従来、レボドパとカルビドパの併用が薬剤投与の最初の選択肢とされてきたようですが、パーキンソン病の発症初期におけるレボドパの使用は、副作用の出現を早めることもあるようなので、抗コリン剤作用のあるアマンタジンや、ドーパミンに類する作用をそなえるドーパミン作動薬が、最初に用いられることもあります。
また、向精神薬など、パーキンソン病の症状を引き起こしたり、悪化させたりする可能性のある薬剤は、基本的には投与しないようです。

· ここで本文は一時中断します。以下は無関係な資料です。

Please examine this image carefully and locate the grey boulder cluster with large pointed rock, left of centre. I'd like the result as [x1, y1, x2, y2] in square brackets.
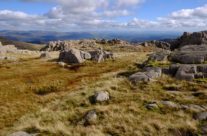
[41, 40, 113, 65]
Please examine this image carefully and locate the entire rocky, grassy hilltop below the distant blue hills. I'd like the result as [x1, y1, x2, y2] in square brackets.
[0, 31, 207, 136]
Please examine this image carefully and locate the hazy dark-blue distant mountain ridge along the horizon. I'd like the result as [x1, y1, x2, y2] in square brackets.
[0, 30, 181, 44]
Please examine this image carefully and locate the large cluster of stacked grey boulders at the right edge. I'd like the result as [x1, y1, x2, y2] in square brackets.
[133, 31, 207, 81]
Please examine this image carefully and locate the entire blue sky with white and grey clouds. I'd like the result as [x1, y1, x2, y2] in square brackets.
[0, 0, 207, 32]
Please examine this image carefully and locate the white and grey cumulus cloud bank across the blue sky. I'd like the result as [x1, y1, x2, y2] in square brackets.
[0, 0, 207, 31]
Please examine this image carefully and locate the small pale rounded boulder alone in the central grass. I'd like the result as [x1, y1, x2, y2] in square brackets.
[94, 91, 110, 102]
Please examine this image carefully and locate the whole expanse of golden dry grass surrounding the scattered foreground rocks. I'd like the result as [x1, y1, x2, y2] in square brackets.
[0, 47, 207, 136]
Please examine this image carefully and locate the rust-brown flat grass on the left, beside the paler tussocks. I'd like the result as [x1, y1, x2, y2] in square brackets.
[0, 50, 145, 133]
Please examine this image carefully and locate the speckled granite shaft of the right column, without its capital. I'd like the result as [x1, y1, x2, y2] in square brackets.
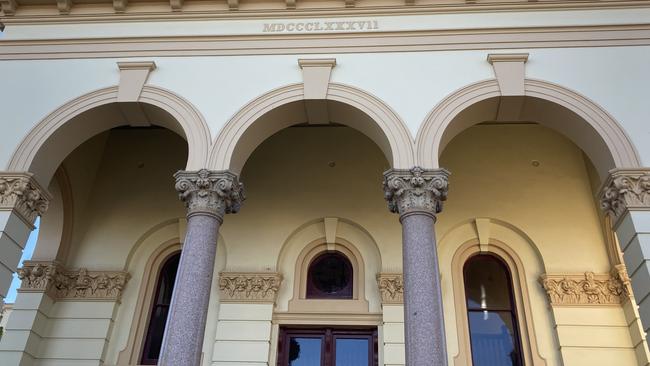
[401, 213, 447, 366]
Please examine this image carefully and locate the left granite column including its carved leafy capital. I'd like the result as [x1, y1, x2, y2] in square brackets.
[158, 169, 244, 366]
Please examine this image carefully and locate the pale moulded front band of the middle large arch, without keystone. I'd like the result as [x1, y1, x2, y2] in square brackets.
[208, 83, 415, 172]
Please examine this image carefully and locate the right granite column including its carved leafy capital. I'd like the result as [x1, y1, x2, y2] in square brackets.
[384, 167, 449, 366]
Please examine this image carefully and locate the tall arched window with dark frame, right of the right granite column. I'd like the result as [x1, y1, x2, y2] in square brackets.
[463, 254, 523, 366]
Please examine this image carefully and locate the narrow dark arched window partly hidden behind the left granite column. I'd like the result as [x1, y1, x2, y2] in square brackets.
[140, 252, 181, 365]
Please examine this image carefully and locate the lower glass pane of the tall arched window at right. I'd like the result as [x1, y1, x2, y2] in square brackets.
[469, 311, 520, 366]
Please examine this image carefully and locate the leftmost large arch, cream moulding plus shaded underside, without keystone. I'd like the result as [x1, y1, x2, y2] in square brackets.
[7, 85, 210, 184]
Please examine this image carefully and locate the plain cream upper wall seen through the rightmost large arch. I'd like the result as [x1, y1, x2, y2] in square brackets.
[436, 124, 611, 273]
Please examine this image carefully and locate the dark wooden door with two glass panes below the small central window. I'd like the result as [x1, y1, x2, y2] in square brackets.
[278, 327, 378, 366]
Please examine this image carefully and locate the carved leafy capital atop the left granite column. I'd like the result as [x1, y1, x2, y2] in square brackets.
[174, 169, 246, 220]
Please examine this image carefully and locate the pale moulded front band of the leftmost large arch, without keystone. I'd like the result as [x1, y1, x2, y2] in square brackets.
[7, 85, 210, 184]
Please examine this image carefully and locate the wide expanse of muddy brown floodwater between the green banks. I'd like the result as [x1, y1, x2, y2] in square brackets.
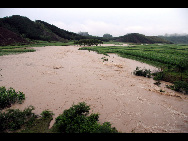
[0, 46, 188, 132]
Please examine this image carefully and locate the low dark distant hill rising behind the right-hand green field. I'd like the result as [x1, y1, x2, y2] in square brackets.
[116, 33, 171, 44]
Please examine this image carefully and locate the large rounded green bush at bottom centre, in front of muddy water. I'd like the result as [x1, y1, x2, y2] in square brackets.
[53, 102, 117, 133]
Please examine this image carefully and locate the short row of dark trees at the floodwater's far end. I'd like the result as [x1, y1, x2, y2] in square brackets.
[74, 39, 103, 46]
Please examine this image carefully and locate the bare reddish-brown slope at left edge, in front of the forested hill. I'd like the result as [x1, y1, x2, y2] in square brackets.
[0, 27, 29, 46]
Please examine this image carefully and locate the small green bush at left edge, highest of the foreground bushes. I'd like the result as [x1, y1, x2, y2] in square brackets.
[0, 86, 25, 109]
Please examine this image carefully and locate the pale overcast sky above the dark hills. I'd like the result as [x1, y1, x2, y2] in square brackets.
[0, 8, 188, 37]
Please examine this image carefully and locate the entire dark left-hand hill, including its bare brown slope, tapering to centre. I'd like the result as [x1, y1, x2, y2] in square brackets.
[0, 15, 108, 46]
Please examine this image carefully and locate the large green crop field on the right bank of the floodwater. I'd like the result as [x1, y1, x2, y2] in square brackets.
[80, 44, 188, 85]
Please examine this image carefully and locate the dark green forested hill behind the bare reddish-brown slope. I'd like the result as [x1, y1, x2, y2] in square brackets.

パーキンソン病が進行して、薬剤投与効果が現れなくなる、あるいは重度の副作用を引き起こしてしまうような場合には、手術することもあります。
日常生活支援プログラム
パーキンソン病の患者さんが、日常生活を送ることができるようにするためには、パーキンソン病をトータルな視野で捉え、対処する必要があります。
例えば、自分でできることはできる限り自分でやるようにして、最大限の日常生活を提供します。服のボタンをマジックテープに交換したり、マジックテープで留める靴を履くなど、日常生活にある動作を、患者さん自身が自分でできるように工夫します。
また、定期的に運動しましょうーもちろん、散歩やハイキングなどでもかまいません。
さらには、パーキンソン病の患者さんが安全な暮らしを送ることができるように、自宅などの環境を整えることも必要です。
例えば、患者さんがつまずかないように、カーペットを取り除いたり、浴室や廊下などに手すりを設置するなどの環境整備も、ときには必要かもしれません。
また、便秘対策としてプルーンやフルーツジュースなど食物繊維を多く摂り、適度な運動を心がけ、水分を十分に摂取するなどして、排便を促します。
まとめ
ご自分またはご家族の方などに、このような症状が出ていたら、早めに心療内科などでの受診をお勧めします。最近は、「老老介護」という言葉が示しているとおり、老年層の老人介護が急増しているとともに、「介護疲れ」から事件を起こしてしまっているケースも少なくないですよね。
そんな事件を起こさないためにも、お心当たりのある方は、デイケアサービスも合わせて提供している心療内科などで医師に相談しましょう。